Nach diesem Maßstab lässt sich nicht feststellen, dass die Weigerung des syrischen Staates, Personen wie die Beigeladene einreisen zu lassen, auf asylrechtlich bedeutsamen Gründen beruht. Dies hat der Senat in ständiger Rechtsprechung (vgl. zuletzt Urt. v. 9.12.2002, aaO, m. w. Nachw.) auf der Grundlage der Rechtsprechung des Bundesverwaltungsgerichts (Urteile v. 24.10.1995, aaO) und in Übereinstimmung mit der Rechtsprechung des Oberverwaltungsgerichts des Landes Sachen-Anhalt (Urt. v. 27.6.2001, aaO, 42 f.) entschieden. Das Urteil des Verwaltungsgerichts Magdeburg v. 30. Januar 2003 (9 A 155/02 MD) gibt dem Senat keine Veranlassung, seine Rechtsprechung zu ändern. Denn aus den in dem vorgenannten Urteil getroffenen Feststellungen ergeben sich keine Anhaltspunkte dafür, dass den aus Syrien stammenden staatenlosen Kurden wegen ihrer kurdischen Volkszugehörigkeit und damit wegen eines asylerheblichen Persönlichkeitsmerkmals die Wiedereinreise nach Syrien verweigert wird.

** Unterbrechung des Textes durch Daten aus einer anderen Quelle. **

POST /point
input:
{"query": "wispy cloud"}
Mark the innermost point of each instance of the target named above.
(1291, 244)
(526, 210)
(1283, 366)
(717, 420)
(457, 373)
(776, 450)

Es kann zwar, was auch das Verwaltungsgericht Magdeburg nicht verkannt hat (vgl. S. 8 UA), nicht ausgeschlossen werden, dass der syrische Staat mit der Aussperrung der staatenlosen Kurden, die Syrien illegal verlassen haben, Gefahren für die Staatssicherheit durch potentielle Unruhestifter vorbeugen will. Eine solche Motivation des syrischen Staates reicht - wie schon ausgeführt wurde - indes nicht aus, um die Annahme zu rechtfertigen, dass dem Verhalten des syrischen Staates neben dem ordnungspolitischen Aspekt eine asylrechtlich relevante Intention zu Grunde liegt (vgl. OVG Sachsen-Anhalt, Urt. v. 27.6.2001, aaO, 39, 43).

67

4. Die Beigeladene kann der Beanstandungsklage des Klägers auch nicht entgegenhalten, sie habe einen Anspruch auf Abschiebungsschutz gemäß § 51 Abs. 1 AuslG. Ein solches Begehren ist zwar – wie dargelegt wurde – Streitgegenstand des Berufungsverfahrens. Die materiellen Voraussetzungen für ein Abschiebungsverbot wegen politischer Verfolgung im Sinne des § 51 Abs. 1 AuslG sind jedoch nicht gegeben. Die Gründe, die einem Anspruch auf Asyl gemäß Art. 16 a Abs. 1 GG entgegenstehen, greifen auch gegenüber einem Anspruch auf Abschiebungsschutz gemäß § 51 Abs. 1 AuslG durch. Insoweit wird zur weiteren Begründung auf die obigen Ausführungen zu dem von der Beigeladenen geltend gemachten Asylanspruch verwiesen.

68

Ob der Beigeladenen Abschiebungshindernisse nach § 53 AuslG zur Seite stehen, bedarf – wie bereits ausgeführt wurde – in diesem Verfahren keiner Prüfung.

69

5. Die Kostenentscheidungen folgen aus §§ 154 Abs. 1 und 3, 162 Abs. 3 VwGO, 83 b Abs. 1 AsylVfG.

70

Die Entscheidung über die vorläufige Vollstreckbarkeit ergibt sich aus § 167 VwGO i.V.m. § 708 Nr. 11 ZPO.

71

Gründe, die Revision zuzulassen (§ 132 Abs. 2 VwGO), liegen nicht vor.